The pouched mouse, Saccostomus campestris (Cricetidae), is an African rodent, known to lead a solitary life, where the female is overtly aggressive towards all conspecifics, except during the very short time of sexual receptivity, when she will tolerate the presence of a male and mate with him. In the present study, males were introduced to sexually receptive females to study their behaviour after mating and correlate that to the endocrine status of the female at that time.
The present paper demonstrates that c. 12 hours after mating (and ovulation), the behaviour of female pouched mice reflects whether conception has occurred or not; conceived females became aggressive towards the male at that time, while non-conceived females continued to be amicable towards the male during the subsequent phases of that and the following cycle(s), until conception occurred.
Aggressive behaviour was not associated with measurable plasma levels of testosterone, and owing to large intra- and inter-individual differences, no relationship was confirmed between plasma levels of oestradiol-17β and levels of aggression during the oestrous cycle.

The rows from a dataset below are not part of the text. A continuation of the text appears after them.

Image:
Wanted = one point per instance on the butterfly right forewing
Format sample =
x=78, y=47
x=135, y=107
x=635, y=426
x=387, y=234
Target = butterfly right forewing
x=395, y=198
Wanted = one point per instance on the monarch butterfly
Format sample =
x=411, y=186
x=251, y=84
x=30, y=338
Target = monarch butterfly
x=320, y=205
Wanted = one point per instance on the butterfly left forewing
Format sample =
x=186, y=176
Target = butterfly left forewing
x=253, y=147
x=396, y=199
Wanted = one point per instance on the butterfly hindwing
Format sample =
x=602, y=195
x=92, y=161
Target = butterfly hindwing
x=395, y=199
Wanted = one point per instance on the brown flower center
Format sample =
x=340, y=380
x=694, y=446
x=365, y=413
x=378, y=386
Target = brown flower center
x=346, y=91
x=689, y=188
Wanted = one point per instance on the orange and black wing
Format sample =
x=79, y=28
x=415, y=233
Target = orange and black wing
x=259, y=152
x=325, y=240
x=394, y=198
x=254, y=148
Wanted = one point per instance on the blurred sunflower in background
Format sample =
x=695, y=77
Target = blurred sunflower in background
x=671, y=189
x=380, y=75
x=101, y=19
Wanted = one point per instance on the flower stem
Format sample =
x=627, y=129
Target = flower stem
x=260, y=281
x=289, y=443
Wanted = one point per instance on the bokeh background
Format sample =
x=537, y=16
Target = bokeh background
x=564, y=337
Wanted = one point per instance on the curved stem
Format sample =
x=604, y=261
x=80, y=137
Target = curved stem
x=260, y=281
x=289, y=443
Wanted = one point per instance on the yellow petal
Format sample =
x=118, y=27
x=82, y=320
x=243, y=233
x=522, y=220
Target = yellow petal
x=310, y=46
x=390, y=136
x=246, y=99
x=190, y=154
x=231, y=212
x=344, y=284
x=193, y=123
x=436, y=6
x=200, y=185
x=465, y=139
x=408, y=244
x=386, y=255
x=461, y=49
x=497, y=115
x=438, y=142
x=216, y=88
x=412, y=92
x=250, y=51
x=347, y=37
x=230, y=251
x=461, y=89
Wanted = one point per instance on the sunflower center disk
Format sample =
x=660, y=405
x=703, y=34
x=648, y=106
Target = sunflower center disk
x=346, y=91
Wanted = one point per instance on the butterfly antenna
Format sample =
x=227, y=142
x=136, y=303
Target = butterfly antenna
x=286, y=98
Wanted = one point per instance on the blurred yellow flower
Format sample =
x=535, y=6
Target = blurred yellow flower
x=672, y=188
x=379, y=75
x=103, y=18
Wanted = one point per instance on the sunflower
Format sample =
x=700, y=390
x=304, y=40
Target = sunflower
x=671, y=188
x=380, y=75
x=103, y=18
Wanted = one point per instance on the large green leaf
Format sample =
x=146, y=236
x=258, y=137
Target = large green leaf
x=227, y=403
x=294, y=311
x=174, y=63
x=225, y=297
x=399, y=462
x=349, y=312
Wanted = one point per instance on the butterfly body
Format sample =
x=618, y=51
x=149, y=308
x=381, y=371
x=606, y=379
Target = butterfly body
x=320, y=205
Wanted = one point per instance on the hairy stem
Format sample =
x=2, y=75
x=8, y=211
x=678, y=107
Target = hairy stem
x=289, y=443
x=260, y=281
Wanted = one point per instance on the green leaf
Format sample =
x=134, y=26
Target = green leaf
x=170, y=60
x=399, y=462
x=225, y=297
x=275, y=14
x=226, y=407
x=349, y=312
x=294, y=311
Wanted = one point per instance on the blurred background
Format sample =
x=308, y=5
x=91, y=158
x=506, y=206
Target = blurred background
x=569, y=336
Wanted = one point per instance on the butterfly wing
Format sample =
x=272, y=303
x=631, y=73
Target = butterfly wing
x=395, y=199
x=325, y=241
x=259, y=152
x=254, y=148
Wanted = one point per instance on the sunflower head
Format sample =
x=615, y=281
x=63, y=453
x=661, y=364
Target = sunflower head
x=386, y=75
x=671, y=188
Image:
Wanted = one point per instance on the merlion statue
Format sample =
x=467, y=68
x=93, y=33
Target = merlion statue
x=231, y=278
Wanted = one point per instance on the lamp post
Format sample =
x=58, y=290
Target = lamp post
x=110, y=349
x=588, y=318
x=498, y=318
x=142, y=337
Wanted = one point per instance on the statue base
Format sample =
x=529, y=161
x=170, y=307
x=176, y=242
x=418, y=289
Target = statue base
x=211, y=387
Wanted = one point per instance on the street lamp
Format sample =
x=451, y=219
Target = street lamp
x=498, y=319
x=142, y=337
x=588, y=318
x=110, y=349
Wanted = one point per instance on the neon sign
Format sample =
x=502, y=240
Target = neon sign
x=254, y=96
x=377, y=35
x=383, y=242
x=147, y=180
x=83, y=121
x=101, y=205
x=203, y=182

Approximately 12 hours after mating, plasma concentration of progesterone was significantly higher in females that had conceived than in those that had not. This could not be correlated with the occurrence of aggression in these females, however, as there were no differences in progesterone levels between single, cycling females and mated non-pregnant females at any stage during the cycle.
The presence of a male, vaginal stimulation, and prolactin are not presumed to be involved in suppression of aggression in female pouched mice.